Shard allocation: High
$.persitent.cluster.routing​.allocation.disk.​watermark.high
The default threshold for this level is 85%. Once the threshold is reached, API Data Store attempts to relocate shards away from a node whose disk usage is above 85%. You can calculate if the disk usage is low by using the expression ( average disk usage of the API Data Store cluster / standalone). If the result of this expression exceeds the defined threshold (85%), the disk has reached the High stage. If your disk usage has reached High, perform the following steps:
1. Query the transaction event index and verify if the index is above 525 GB(HA) / 175 GB(single node). If it is already breached, monitor if the purge scripts are running and the index size is decreasing.
2. Verify if the size of each transaction event index is equal to the sum of used space (range of 25 GB). If this does not match, some other external items like increased logs size or heap dump are occupying a lot of space. Clear the logs and heap dump.
3. Repeat the above steps until the transaction event index is less than 525 GB and the average disk usage of the cluster becomes less than 85%
Shard allocation: Flood
$.persitent.cluster.routing​.allocation.disk.​watermark.flood
The default threshold for this level is 90%. Once the threshold is reached, API Data Store enforces a read-only index block (index.blocks.read_only_allow_delete) on every index that has one or more shards allocated on the node that has at least one disk exceeding the flood stage. This is the last resort to prevent nodes from running out of disk space.

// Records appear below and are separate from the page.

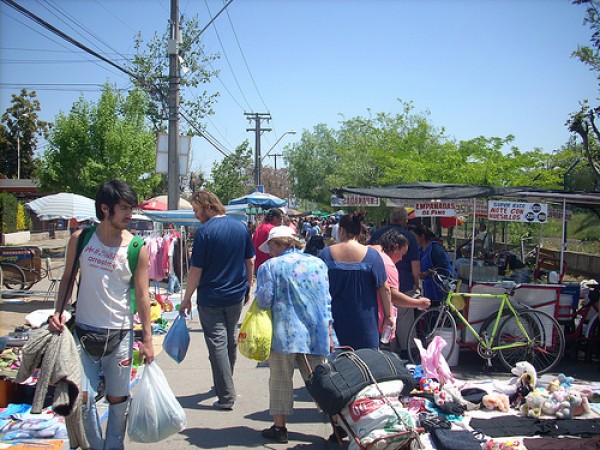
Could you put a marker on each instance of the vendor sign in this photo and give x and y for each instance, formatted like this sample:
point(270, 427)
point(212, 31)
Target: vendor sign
point(354, 200)
point(438, 209)
point(517, 211)
point(555, 213)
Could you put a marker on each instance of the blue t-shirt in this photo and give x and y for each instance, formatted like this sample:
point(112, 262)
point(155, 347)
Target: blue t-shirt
point(221, 247)
point(353, 288)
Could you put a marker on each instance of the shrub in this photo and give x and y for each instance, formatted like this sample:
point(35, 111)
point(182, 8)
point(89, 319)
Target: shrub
point(8, 212)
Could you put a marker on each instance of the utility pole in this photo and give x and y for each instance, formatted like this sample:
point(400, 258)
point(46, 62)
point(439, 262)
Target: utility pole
point(275, 156)
point(257, 118)
point(173, 143)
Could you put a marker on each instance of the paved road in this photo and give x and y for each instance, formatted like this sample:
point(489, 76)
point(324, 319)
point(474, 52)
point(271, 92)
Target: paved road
point(208, 428)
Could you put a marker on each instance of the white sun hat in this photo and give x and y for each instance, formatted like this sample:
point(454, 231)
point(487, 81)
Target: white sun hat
point(276, 232)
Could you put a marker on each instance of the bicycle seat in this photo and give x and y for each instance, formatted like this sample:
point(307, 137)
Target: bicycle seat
point(508, 285)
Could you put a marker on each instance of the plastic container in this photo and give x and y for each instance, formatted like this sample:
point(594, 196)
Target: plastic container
point(386, 334)
point(452, 358)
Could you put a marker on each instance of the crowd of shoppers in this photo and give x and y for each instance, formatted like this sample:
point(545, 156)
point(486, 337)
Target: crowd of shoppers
point(337, 291)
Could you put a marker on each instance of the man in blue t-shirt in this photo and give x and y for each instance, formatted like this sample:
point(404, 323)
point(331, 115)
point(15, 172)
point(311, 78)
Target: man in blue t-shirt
point(221, 269)
point(408, 270)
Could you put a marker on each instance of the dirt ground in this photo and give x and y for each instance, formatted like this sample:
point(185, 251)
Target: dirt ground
point(13, 309)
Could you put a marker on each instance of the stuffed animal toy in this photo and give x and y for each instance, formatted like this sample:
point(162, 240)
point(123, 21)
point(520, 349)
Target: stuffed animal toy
point(578, 404)
point(533, 404)
point(496, 401)
point(565, 381)
point(525, 380)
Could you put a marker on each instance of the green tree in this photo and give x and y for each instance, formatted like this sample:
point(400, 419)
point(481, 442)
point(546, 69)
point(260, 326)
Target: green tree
point(98, 142)
point(309, 161)
point(20, 130)
point(584, 121)
point(390, 149)
point(232, 176)
point(152, 70)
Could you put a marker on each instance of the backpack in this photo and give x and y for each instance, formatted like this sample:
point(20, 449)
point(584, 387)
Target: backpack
point(133, 251)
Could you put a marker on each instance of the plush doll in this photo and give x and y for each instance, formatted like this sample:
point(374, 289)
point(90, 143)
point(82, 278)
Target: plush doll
point(578, 403)
point(525, 380)
point(533, 404)
point(496, 401)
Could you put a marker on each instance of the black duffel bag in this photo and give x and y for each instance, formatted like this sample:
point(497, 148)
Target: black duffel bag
point(332, 385)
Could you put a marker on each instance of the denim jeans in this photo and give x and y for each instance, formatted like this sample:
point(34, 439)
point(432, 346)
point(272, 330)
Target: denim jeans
point(116, 368)
point(220, 326)
point(174, 285)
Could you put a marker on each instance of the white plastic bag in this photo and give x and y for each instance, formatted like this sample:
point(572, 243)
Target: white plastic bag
point(155, 413)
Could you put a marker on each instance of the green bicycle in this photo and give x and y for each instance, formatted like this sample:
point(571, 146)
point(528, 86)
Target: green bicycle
point(513, 334)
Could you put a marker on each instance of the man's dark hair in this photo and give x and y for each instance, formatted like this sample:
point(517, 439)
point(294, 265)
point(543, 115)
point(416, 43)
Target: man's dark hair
point(110, 192)
point(352, 223)
point(391, 240)
point(272, 214)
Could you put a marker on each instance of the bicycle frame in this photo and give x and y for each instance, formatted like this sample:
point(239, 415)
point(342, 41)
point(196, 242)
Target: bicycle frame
point(487, 342)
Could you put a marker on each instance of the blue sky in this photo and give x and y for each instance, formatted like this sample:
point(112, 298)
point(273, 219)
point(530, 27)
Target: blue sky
point(480, 67)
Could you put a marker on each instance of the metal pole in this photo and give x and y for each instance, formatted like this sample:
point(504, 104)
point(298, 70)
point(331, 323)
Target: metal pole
point(173, 143)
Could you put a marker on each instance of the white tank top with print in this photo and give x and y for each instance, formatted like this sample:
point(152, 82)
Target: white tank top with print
point(103, 297)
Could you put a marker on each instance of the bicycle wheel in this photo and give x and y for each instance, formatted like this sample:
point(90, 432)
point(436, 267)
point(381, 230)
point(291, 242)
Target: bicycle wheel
point(14, 277)
point(547, 341)
point(427, 325)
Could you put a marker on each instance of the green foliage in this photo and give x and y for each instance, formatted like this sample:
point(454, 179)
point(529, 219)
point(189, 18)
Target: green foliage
point(152, 70)
point(95, 143)
point(20, 130)
point(21, 222)
point(8, 212)
point(388, 149)
point(231, 174)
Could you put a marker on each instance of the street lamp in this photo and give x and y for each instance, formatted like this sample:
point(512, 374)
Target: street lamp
point(277, 142)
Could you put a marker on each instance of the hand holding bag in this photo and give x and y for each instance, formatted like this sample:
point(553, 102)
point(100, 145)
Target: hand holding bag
point(177, 340)
point(254, 339)
point(155, 413)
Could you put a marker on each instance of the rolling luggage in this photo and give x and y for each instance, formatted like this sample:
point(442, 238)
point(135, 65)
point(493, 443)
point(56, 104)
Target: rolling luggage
point(333, 384)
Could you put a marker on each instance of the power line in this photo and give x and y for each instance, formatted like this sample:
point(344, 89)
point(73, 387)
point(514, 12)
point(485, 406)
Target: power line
point(69, 39)
point(246, 62)
point(205, 134)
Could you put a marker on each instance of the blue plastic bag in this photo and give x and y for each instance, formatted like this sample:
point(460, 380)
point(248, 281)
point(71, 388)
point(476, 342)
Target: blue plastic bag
point(177, 339)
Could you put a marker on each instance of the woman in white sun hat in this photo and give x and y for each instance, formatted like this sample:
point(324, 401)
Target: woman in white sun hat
point(295, 286)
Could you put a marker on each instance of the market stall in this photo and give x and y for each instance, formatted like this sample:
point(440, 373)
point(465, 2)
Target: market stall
point(497, 204)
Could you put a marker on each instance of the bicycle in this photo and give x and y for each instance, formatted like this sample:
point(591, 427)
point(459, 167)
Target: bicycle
point(513, 334)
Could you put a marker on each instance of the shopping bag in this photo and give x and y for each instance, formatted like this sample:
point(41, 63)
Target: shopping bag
point(254, 339)
point(177, 340)
point(155, 413)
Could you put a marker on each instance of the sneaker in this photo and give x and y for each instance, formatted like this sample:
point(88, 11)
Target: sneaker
point(224, 406)
point(276, 434)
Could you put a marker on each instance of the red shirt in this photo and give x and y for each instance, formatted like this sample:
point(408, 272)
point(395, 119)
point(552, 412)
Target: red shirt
point(261, 235)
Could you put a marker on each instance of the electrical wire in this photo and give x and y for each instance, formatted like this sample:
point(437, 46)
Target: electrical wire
point(227, 59)
point(71, 40)
point(79, 25)
point(246, 62)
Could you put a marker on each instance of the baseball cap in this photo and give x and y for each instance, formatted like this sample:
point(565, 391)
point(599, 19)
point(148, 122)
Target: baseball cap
point(276, 232)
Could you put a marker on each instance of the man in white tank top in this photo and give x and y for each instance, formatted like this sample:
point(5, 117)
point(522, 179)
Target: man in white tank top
point(104, 323)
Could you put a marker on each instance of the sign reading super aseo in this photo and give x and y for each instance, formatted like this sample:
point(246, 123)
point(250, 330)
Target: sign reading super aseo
point(439, 209)
point(354, 200)
point(517, 211)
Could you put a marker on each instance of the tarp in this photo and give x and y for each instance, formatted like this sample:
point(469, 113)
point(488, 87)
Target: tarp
point(65, 205)
point(425, 190)
point(185, 217)
point(264, 200)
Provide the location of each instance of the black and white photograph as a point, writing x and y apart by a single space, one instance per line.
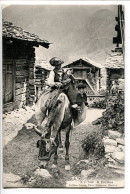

You can calculate if the disk usage is in flood stage, by using the expression ( average disk usage of the API Data Store cluster / standalone). If the result of this expression exceeds the defined threshold (90%), the disk is in the Flood stage. If your disk usage has reached the Flood stage, perform the following steps:
*Monitor the purging of data and ensure the purging happens and the disk space occupancy is reduced.
*If this situation is due to a spike in the requests count and size, follow up with the customer to understand the reason for the sudden spike and inform the customer to compress the payload for transaction logging or not to store the request or response.
curl -X GET http://localhost:9240​/_nodes/stats/metric
This command retrieves information about specific metrics like fs, http, os, process, and so on.
For more information about the corresponding metrics, see Elasticsearch documentation.
Monitor the Memory usage
Command
Description
http://HOST:9240/​_nodes/nodeid/stats/os
This URL retrieves the memory status utilized by the API Data Store pods.
http:URL/nodes?​v&full_id=true&h=id,name,ip
This URL retrieves the node id of the corresponding API. This returns the node id, node name, and the node IP address.
$.nodes.nodeid​.os.mem.free_percent
This JSON expression retrieves the percentage of memory that is free.
If a pod is using 85% of the available memory, consider the severity as WARNING, and identify the process that consumes more memory and generate the heap dump.
If a pod is using 90% of the available memory, consider the severity as CRITICAL, and perform the following steps to identify the reason.
1. Identify the process that consumes more memory.
2. Generate the heap dump.
3. Restart the pod.
4. Check the readiness and liveliness of the pod.